It will be evident to those skilled in the art that the utility model is not limited to the details of the foregoing illustrative embodiments, and that the present utility model may be embodied in other specific forms without departing from the spirit or essential characteristics thereof. The present embodiments are, therefore, to be considered in all respects as illustrative and not restrictive, the scope of the utility model being indicated by the appended claims rather than by the foregoing description, and all changes which come within the meaning and range of equivalency of the claims are therefore intended to be embraced therein. Any reference sign in a claim should not be construed as limiting the claim concerned.
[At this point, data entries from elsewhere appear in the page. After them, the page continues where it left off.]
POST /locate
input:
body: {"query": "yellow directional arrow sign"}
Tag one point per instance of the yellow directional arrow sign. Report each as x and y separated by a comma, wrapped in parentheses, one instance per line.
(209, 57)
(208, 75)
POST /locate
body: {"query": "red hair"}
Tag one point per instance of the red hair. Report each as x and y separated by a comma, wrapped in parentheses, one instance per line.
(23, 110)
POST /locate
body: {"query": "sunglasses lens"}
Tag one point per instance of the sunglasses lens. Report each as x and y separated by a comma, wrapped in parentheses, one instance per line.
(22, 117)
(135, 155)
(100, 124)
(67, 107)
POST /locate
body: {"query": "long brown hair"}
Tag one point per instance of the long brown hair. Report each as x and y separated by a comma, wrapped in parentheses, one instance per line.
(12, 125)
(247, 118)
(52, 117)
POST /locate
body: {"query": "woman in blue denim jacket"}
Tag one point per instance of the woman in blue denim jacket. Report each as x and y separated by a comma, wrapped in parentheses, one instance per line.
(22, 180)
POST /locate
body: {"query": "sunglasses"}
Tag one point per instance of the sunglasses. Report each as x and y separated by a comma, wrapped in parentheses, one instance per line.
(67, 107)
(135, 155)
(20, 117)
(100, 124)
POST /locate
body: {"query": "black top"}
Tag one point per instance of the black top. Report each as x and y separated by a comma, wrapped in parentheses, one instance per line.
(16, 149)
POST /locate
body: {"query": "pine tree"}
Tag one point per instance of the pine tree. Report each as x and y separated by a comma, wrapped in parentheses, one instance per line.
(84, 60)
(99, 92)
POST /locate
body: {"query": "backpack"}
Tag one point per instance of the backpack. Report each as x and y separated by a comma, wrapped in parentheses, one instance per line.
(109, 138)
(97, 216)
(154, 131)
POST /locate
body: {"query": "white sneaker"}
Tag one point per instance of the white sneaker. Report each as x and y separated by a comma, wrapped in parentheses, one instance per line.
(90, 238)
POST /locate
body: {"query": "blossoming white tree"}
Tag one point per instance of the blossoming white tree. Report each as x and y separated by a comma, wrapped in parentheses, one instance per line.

Furthermore, it should be understood that although the present disclosure describes embodiments, not every embodiment is provided with a separate embodiment, and that this description is provided for clarity only, and that the disclosure is not limited to the embodiments described in detail below, and that the embodiments described in the examples may be combined as appropriate to form other embodiments that will be apparent to those skilled in the art.
Claims (7)
1. The utility model provides a machine that can realize full-automatic spectrum and detect, includes frame (1), its characterized in that: the device is characterized in that a marble Dan Deban (2) is fixedly installed on the frame outer frame (1), a jig placing platform (3) and a Y-axis linear motor (4) are fixedly installed on the marble Dan Deban (2), an X-axis linear motor (5) is installed on the Y-axis linear motor (4), a Z-axis screw rod module (6) is installed on the X-axis linear motor (5), the Z-axis screw rod module (6) is located on one side of the X-axis linear motor (5), a spectrum detector (7) and a camera component (8) are fixedly installed on the Z-axis screw rod module (6), and the spectrum detector (7) and the camera component (8) are located above the jig placing platform (3).
2. A machine for enabling full-automatic spectroscopic detection as claimed in claim 1 wherein: the jig placing platform (3) is fixedly provided with a Bernoulli sucker (9) and a rotary pressing jig (10), and the Bernoulli sucker (9) is located at the top of the jig placing platform (3).
3. A machine for enabling full-automatic spectroscopic detection as claimed in claim 2 wherein: the rotary pressing jig (10) is positioned on the side wall of the jig placing platform (3).
4. A machine for enabling full-automatic spectroscopic detection as claimed in claim 3 wherein: and an air source triple piece (11) is fixedly arranged on the outer wall of one end of the frame outer frame (1), and the Bernoulli sucker (9) is connected with the air source triple piece (11).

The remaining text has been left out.